Cadillac heeft de intentie uitgesproken om vanaf 2023 vanuit hun Amerikaanse perspectief aan de overkant van de Atlantische Oceaan te gluren, al zou hun beoogde intercontinentale programma bij een enkel optreden op Le Mans kunnen blijven. Het Amerikaanse merk is in ieder geval druk bezig met het stroomlijnen van haar eigen LMDh-programma. Ook Acura en BMW hebben LMDh’s aangeschaft – zij blijven beiden in eerste instantie achter op het Amerikaanse continent. Waar Cadillac en BMW vertrouwen op Dallara, daar heeft Acura de handen ineengeslagen met Oreca.
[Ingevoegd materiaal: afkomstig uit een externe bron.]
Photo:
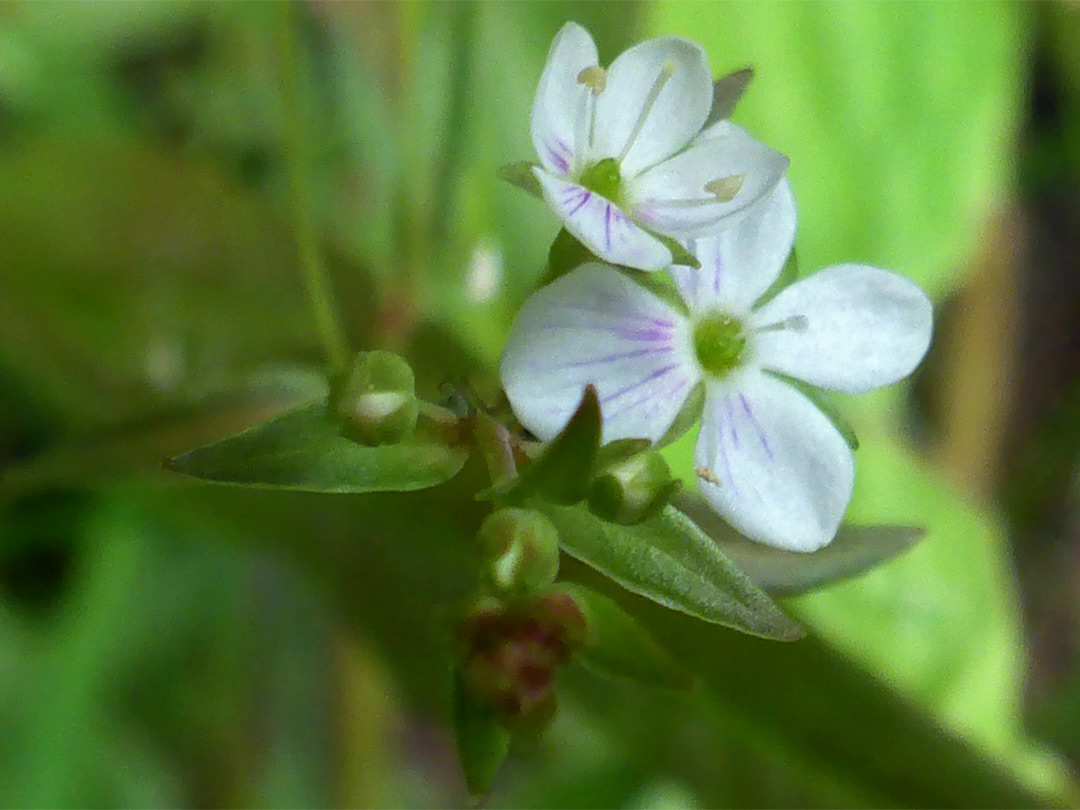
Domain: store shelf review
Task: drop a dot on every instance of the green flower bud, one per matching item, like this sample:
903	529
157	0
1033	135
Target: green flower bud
521	547
633	489
376	403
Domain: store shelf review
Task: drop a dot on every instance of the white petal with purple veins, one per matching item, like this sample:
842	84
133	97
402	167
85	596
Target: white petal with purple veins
863	328
739	264
669	118
595	326
559	98
784	473
602	227
671	198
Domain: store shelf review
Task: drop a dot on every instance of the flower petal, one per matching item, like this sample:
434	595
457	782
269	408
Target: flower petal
863	328
784	474
596	325
671	198
559	98
602	227
677	111
739	264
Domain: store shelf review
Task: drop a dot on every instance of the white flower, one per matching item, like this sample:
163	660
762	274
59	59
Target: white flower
622	150
771	463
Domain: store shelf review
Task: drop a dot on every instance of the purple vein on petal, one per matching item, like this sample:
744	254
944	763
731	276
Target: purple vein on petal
623	355
630	333
672	394
731	421
609	304
757	427
626	389
724	457
607	225
585	197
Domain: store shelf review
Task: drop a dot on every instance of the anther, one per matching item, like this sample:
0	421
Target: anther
665	72
705	474
594	78
726	188
795	323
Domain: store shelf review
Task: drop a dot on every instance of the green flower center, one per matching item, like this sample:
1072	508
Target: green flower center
604	178
718	341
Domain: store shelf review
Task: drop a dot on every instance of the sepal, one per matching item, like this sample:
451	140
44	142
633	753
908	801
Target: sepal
376	404
520	548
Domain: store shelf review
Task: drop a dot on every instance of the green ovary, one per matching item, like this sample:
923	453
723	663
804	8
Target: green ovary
718	341
604	178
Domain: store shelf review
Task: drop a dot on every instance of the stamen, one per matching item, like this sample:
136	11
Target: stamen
665	73
594	78
795	323
705	474
583	130
726	188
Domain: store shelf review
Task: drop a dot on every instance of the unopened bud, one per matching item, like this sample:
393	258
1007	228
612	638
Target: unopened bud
522	549
510	653
633	489
376	404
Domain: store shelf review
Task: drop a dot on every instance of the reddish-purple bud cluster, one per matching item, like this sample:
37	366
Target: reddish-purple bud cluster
511	652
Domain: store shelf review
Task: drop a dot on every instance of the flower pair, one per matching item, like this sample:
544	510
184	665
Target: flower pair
768	460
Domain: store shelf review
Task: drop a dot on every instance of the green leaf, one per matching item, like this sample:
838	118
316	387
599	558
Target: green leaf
483	742
854	550
521	174
565	254
679	254
851	93
564	471
670	561
616	645
302	449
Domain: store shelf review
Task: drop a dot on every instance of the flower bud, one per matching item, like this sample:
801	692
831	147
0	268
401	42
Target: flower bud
521	547
510	653
376	403
633	489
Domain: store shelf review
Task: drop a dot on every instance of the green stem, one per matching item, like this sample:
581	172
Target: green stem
462	23
493	441
315	279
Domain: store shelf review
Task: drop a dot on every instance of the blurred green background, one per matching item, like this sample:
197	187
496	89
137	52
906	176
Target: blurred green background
164	643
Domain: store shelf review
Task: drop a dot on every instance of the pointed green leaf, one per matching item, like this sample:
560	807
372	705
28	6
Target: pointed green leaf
483	742
564	471
521	174
727	91
565	254
679	254
669	559
302	449
616	645
854	550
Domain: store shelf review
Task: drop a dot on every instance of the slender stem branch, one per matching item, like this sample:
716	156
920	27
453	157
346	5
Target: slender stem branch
315	279
493	441
462	24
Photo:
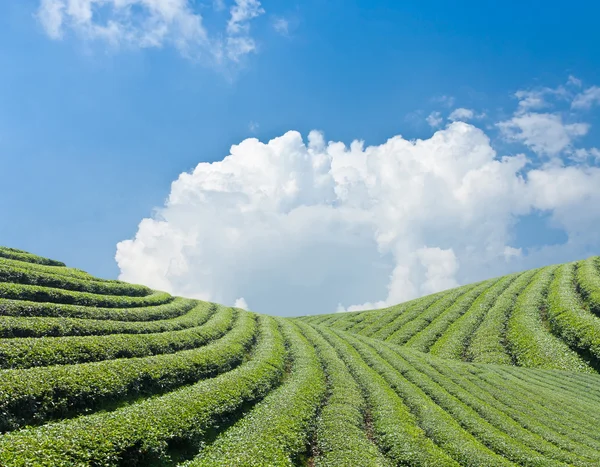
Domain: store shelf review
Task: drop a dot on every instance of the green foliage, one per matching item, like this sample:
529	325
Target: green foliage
394	427
45	351
487	344
38	394
37	293
341	438
528	338
173	308
147	431
577	326
276	430
16	326
453	343
24	273
588	280
97	372
20	255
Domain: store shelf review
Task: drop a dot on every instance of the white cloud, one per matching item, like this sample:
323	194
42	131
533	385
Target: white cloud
545	133
586	99
434	119
241	303
281	26
582	154
461	114
441	267
511	253
573	81
305	227
447	101
152	24
219	5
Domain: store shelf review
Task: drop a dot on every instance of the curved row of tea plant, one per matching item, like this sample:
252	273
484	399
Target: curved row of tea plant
174	381
546	318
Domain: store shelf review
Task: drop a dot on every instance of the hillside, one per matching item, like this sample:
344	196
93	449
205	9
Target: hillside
100	372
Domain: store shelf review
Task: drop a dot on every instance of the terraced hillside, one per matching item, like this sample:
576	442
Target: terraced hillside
99	372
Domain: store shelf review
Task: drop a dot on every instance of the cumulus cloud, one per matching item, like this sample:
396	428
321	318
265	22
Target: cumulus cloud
301	226
152	24
241	303
587	98
434	119
545	133
281	26
461	114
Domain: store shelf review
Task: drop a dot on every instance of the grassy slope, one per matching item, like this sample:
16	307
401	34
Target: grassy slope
96	372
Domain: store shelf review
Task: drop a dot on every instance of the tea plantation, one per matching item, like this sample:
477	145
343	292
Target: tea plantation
98	372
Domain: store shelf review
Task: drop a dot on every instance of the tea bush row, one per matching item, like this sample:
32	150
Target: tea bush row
35	395
45	351
147	432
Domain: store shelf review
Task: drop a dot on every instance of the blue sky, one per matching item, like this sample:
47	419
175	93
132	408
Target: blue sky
93	132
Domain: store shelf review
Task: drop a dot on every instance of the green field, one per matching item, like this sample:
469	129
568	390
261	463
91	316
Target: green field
104	373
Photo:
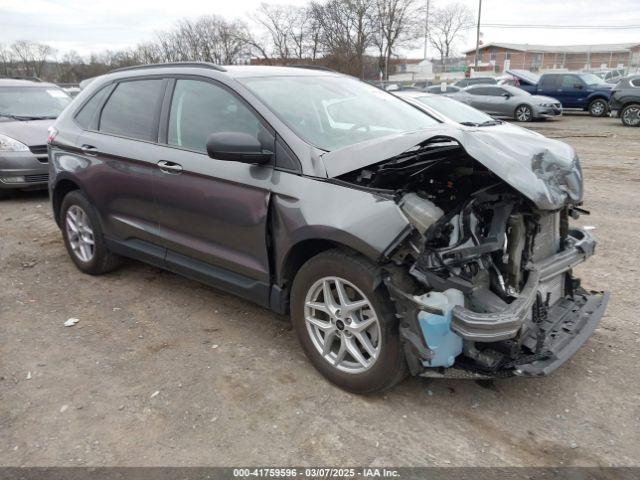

Alpine heeft uitgesproken vanaf 2024 met een LMDh te racen, welke eveneens door Oreca wordt geleverd.
Rond de LMH-inschrijving van ByKolles hangt een mistveld. Het team heeft zich bij de WEC-organisatie aangemeld onder de naam Vanwall, naar het legendarische Engelse team dat ooit de eerste Formule 1-constructeurstitel in de wacht wist te slepen. De inschrijving is vooralsnog echter nog niet toegelaten. Van Ferrari is bekend dat men de intentie heeft om per 2023 een LMH in te zetten.
Plek zat
Naast het feit dat er flink op kosten wordt bespaard, komen er dankzij de nieuwe LMH- en LMDh-reglementen (en de stortbui aan inschrijvingen) gigantisch veel plaatsen vrij. Als elk hypercarmerk twee bolides inzet, zijn er in 2024 twintig wagens beschikbaar waarvan elke door minstens drie coureurs wordt bestuurd. Zestig plekken, dus!
24

Redcarsmatter
Posts: 5.567
LMH (eigen chassis) of LMHd ( klantenchassis) en ondertussen rijden die gave GT's daar omheen.
Het leuke aan die hele zaak is dat de auto's weer herkenbaar zullen zijn. En vanaf 2023 (intrede Ferrari in LMH) hebben we tifosi als jij weer nodig. WEC én LeManstitels moeten weer naar Maranello!!